Salon proposal faces hairy review





NEW SCOTLAND — Hair salons are not allowed in the commercial districts of this town.

This creates a road block for two business hopefuls who want to open a hair, tanning, and manicure salon at Stonewell Plaza.
Based on the current zoning laws, hair salons, while allowed in areas zoned Commercial Hamlet are not allowed in areas zoned Commercial. This means that along the routes 85 and 85A commercial corridor, hair salons and other businesses that fit under the code’s definition of "personal services," including shoeshines, are not permitted.

Personal Services do not qualify for special-use permits from the planning board either.
New Scotland’s zoning administrator, Paul Cantlin, said, "I personally think it’s an overlook." The commercial district is an ideal location for this type of business, Cantlin said.

The town board has the authority to amend the regulations of the zoning law. Council members, if they wanted to, could permanently make hair salons a permitted use in commercial districts.

The issue came to light on Tuesday when Vincenzio Federico and Annie Renaldo appealed to the zoning board, requesting to be allowed to put a uni-sex hair, tanning, and manicure salon in one of the vacant store fronts in Stonewell Shopping Plaza.

The applicants’ lawyer suggested that perhaps hair salons were accidentally left off the list of allowed uses when the original law was passed in the 1960’s.

Nonetheless, currently the only way Federico and Renaldo, will be able to open their desired business on the corner of routes 85 and 85A is through a use variance from the zoning board — the hardest kind of varience to receive.

After the applicants made their proposal to the board, member Wayne LaChappelle said the plan looked good to him. It includes expensive refurbishments with $4,000 tanning beds, $2,000 to $3,000 nail stations, new flooring, and mirrors.
Chairman Ronnie Von Ronnie explained to the applicant, "As much as we think this is a wonderful use, we have to adhere to the use criteria."
There are four requirements that an applicant must satisfy in order to prove that the zoning restrictions create an "unnecessary hardship."

The applicants’ attorney, Charles Assini, touched on a few of the hardships in the administrative hearing before the zoning board this Tuesday.

The owner of Stonewell Plaza, Zoe Anderson, has not been able to realize a reasonable return for Unit Six of her strip mall for 18 months since Emma Cleary’s, a café and bake shop, moved out and down the road.
"So it’s not that everyone is running here to put something," Assini said.

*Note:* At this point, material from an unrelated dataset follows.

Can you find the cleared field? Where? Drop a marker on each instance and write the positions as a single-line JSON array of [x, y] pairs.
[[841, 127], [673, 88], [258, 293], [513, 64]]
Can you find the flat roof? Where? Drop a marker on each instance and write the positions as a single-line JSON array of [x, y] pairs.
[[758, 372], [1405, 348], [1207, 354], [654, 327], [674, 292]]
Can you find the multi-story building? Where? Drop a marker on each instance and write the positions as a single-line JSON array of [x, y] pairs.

He added that there are many vacant properties near Town Hall, on Route 85.

A hair salon will be an asset to the community as a needed service, and it will bring more people into town to increase commerce for all of the other businesses, Assini said.

Assini mentioned that allowing a hair salon isn’t changing the character of the district, because 12 years ago there was a hair salon in this plaza.

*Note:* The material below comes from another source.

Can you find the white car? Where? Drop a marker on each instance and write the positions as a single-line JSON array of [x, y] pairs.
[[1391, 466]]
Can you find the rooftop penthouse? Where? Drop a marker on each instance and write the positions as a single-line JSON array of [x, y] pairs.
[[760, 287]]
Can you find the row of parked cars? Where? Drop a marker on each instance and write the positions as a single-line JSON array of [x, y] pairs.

When board members asked Cantlin how a salon existed at that time, but is not allowed now, he said, for the same reason that people drive 90 miles an hour on a road with a speed limit of 75. Some things slip under the radar of the town’s zoning enforcement officers.

Zoning board member Adam Greenberg asked why a beauty salon couldn’t fit under professional services, which is a permitted use in the commercial district.

Town attorney Louis Neri said that, in the current zoning ordinance, there is no definition for profession service. Cantlin said that there used to be a definition included in the law which basically said that, just because you need a state license for the profession, does not make the service provider a professional.

Additionally, the zoning administrator can’t put hair salon under professional office, because hair salon and barber shop are clearly listed under the definition of personal services in the back of the ordinance, Cantlin said.

Since the zoning board is now considering the appeal, board member William Hennessey questioned if this hair salon will use more water or produce more traffic than the café did.

Assini said, while the shop will be renovated to hold seven cutting stations, to start, the hair stylists will just be the two business partners. They plan to hire a manicurist and maybe one other employee, meaning a total of four workers in the rental unit at one time.
Anderson said that she figured out parking, before agreeing to rent to this business. "I myself don’t want to congest it," she said of her parking lot.

The most traffic at Stonewell is caused by the restaurant in the morning and Curves, an exercise clinic, but the salon will be most busy in the evening hours when the restaurant has closed, she said. Anderson also said she factored in the water uses, and said that the water will be turned off when the stylist are not shampooing hair and there will be no clothes washers and dryers on site.

The zoning board will hold a public hearing on the variance for the hair salon on Oct. 25.

Other business

In other business, the zoning board:

— Heard a request from Donna Garramone and Chris Kobuskie, who live at 135 Altamont Road, and want to build a two-car garage, as an accessory structure next to, but not attached, to their house. They are requesting an area variance, because they want to build the garage closer to the road than the front setbacks allow.

Garramone said she wants to build the garage within the setback because the land is on a slope and it would be very expensive for her to fill in the land to build the garage and extend the driveway 70 feet back from the road. Also, placing the garage 70 feet back would require her to have to cut down trees, which she doesn’t want to do because they buffer her property from neighbors.